The Route 128 West lab submarket that includes Watertown has an availability rate of 32.6%, according to CBRE. While that’s high, it’s significantly lower than some of the other areas that have recently seen lots of lab development. 

“Watertown has established itself as a bona fide life sciences hub that checks basically all the boxes,” said Bob Richards, the JLL executive managing director who represents tenants in transactions. “I see that market continuing to benefit and to grow.”

Some other suburbs have met with limited success lately in drawing in new life sciences tenants. Moderna Inc. and Novo Nordisk recently signed leases of about 26,000 square feet in Waltham and Lexington, respectively, according to CBRE research.

In Somerville and other cities and towns just north of Cambridge, a whopping 70.6% of lab space is available for rent, CBRE found. 

Somerville’s predicament is largely one of timing. The city’s first large lab building, Boynton Yards’ 101 South St., opened in 2021 fully leased. But since interest rates spiked and demand dropped beginning in mid-2022, several similarly sized lab complexes in Union Square and Assembly Square have hit the market  — or are about to hit the market — without a single tenant in place.

For a company on the lookout for space, there’s a lot to like about a situation like Somerville’s. Biotechs have the opportunity to get into new ground-up development at a time when landlords are desperate to start filling their buildings, giving the companies leverage over pricing and the length of their lease. Asking rents are falling in Cambridge, Boston and the suburbs.

The attributes that made developers build in Somerville are still there, said Jeffrey Myers, research director at Colliers, including its proximity to Cambridge and public-transit access via the new Green Line Extension. The same is true of Boston neighborhoods where more labs are starting to pop up, including Fenway, Charlestown and Allston-Brighton.

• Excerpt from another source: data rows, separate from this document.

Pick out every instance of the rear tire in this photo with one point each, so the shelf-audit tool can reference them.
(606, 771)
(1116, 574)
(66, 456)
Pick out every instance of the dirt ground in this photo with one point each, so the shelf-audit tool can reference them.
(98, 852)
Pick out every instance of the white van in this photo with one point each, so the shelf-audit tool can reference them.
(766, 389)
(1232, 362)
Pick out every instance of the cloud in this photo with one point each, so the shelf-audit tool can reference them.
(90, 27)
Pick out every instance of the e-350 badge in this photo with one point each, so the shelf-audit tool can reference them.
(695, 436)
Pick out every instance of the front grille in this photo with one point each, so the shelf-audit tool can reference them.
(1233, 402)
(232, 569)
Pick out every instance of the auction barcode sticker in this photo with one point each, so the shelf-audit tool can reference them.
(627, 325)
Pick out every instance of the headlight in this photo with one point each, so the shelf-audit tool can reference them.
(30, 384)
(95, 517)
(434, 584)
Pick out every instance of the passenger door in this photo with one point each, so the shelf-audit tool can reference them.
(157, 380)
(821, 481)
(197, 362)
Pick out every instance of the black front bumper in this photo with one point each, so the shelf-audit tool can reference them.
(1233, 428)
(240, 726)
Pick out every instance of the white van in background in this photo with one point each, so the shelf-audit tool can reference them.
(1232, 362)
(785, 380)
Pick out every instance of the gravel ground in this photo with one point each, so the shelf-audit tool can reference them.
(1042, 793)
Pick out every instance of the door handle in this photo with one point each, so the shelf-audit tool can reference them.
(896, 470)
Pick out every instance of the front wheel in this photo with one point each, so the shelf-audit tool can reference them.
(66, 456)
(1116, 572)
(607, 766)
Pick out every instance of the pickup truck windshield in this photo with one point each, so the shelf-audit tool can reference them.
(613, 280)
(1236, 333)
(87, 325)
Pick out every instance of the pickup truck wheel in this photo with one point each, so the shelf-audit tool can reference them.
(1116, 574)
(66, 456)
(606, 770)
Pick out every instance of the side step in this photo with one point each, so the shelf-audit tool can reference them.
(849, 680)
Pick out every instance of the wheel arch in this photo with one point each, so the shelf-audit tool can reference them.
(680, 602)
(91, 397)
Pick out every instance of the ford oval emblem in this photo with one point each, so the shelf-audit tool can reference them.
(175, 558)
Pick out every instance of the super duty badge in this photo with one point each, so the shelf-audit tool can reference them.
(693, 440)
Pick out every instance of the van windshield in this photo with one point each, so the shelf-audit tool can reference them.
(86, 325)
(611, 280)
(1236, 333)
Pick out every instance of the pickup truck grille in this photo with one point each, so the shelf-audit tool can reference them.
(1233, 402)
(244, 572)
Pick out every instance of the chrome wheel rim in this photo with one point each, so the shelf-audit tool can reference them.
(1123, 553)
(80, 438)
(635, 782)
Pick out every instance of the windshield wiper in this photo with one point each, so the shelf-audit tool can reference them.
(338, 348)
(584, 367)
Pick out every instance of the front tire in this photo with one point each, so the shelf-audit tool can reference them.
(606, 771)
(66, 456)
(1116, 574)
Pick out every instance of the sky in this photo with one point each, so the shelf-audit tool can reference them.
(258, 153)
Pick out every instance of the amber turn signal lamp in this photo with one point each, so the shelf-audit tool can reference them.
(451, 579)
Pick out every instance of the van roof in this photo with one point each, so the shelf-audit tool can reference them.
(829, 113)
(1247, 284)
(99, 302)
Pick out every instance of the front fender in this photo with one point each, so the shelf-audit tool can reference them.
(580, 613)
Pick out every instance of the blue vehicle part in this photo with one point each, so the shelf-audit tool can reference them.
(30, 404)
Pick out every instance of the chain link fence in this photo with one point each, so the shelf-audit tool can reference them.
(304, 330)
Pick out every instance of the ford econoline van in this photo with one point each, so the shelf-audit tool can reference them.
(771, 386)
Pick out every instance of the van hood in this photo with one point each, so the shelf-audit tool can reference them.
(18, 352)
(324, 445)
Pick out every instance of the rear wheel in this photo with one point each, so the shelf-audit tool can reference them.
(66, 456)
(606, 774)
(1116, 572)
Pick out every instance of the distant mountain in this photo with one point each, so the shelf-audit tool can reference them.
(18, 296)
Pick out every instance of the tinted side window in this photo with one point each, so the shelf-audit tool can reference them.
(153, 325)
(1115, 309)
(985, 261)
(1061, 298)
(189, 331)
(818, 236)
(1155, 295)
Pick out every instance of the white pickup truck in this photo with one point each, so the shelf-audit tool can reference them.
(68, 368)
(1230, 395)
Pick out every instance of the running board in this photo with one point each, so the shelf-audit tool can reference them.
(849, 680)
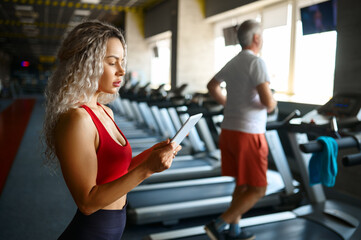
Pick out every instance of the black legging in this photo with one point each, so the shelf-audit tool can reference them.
(103, 224)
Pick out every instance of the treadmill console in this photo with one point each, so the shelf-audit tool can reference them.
(346, 108)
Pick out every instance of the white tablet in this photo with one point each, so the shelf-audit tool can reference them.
(185, 129)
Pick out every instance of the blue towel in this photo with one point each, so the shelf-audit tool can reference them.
(323, 165)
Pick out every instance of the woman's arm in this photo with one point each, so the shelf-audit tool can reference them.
(75, 143)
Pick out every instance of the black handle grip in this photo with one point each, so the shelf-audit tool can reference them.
(279, 124)
(316, 146)
(351, 160)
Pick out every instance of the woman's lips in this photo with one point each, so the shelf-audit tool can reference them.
(116, 84)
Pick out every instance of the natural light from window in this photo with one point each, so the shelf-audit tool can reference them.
(160, 63)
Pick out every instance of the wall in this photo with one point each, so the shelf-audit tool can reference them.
(195, 47)
(139, 56)
(214, 7)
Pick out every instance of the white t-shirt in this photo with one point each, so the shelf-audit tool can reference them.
(243, 110)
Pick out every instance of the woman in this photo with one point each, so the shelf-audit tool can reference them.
(94, 155)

But there are risks to being first as well. There’s no guarantee that others will follow you anytime soon, given the overall lack of demand. Such companies would miss out on the cluster effect that life sciences firms like, at least in the short-term.

“There’s this sense of vibrancy that comes from being part of a cluster,” Jacobs said. “You feel you’re part of an ecosystem where there’s innovation, there’s excitement, there’s growth happening.”

With so much choice about where to go, life sciences companies will need to weigh which considerations matter most for the workforce they have, as well as the one they want, according to experts.

“It always comes back to one factor: the ability to attract and retain the best people for your organization,” Richards said.